01/06/2017 12:56 PM EST
The National Institutes of Health announces that National Library of Medicine Director Patricia Flatley Brennan, RN, PhD will assume an additional role as NIH Interim Associate Director for Data Science. Her appointment begins immediately.
NLM Director Dr. Patricia Flatley Brennan Appointed Interim NIH Associate Director for Data Science
The National Institutes of Health announces that National Library of Medicine Director Patricia Flatley Brennan, RN, PhD will assume an additional role as NIH Interim Associate Director for Data Science. Her appointment begins immediately.
The Associate Director for Data Science (ADDS) and team provide input to the overall NIH vision and actions undertaken by each of the 27 Institutes and Centers in support of biomedical research as a digital enterprise. Among other duties, the office oversees the Big Data to Knowledge (BD2K) initiative, stimulating the best developments in the data science community.
This year will see the transition of trans-NIH data science initiatives to NLM, with the operational oversight of the BD2K initiatives being housed within the Common Funds programs in the Division of Program Coordination, Planning and Strategic Initiatives (https://dpcpsi.nih.gov). This change builds on the recommendations by the NLM Working Group Report to the NIH Director, makes concrete steps towards the vision of NLM’s future proclaimed in the Advisory Committee to the NIH Director’s report — that the National Library of Medicine become the “epicenter of data science for the NIH.”
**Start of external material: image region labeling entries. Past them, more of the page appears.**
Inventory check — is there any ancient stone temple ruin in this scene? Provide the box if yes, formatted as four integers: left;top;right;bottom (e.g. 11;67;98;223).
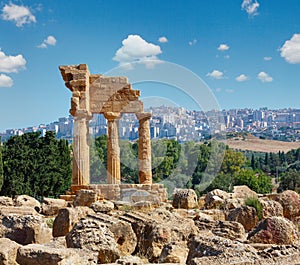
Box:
59;64;167;201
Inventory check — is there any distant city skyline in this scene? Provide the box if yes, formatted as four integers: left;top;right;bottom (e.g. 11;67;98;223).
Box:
0;0;300;131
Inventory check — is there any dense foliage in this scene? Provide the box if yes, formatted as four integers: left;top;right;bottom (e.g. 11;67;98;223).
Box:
0;136;3;190
1;131;72;197
0;132;300;197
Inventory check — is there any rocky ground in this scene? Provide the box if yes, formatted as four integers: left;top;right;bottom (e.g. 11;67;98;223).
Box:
0;186;300;265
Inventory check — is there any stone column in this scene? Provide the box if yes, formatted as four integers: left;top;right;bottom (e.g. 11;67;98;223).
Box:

“I believe the future of health and health care rests on data—genomic data, environmental sensor-generated data, electronic health records data, patient-generated data, research collected data,” Dr. Brennan observed. “The data originating from research projects is becoming as important as the answers those research projects are providing.”
“NLM must play a key role in preserving data generated in the course of research, whether conducted by professional scientists or citizen scientists,” she continued. “We know how to purposefully create collections of information and organize them for viewing and use by the public. We can extend this skill set to the curation of research data. We also have the utilities in place to protect the data by making sure only those individuals with permission to access data can actually do so.”
“NLM is well positioned to add these new functions to its research portfolio,” the NLM Director observed. “In this new year and the years to follow, we welcome these exciting opportunities and challenges.”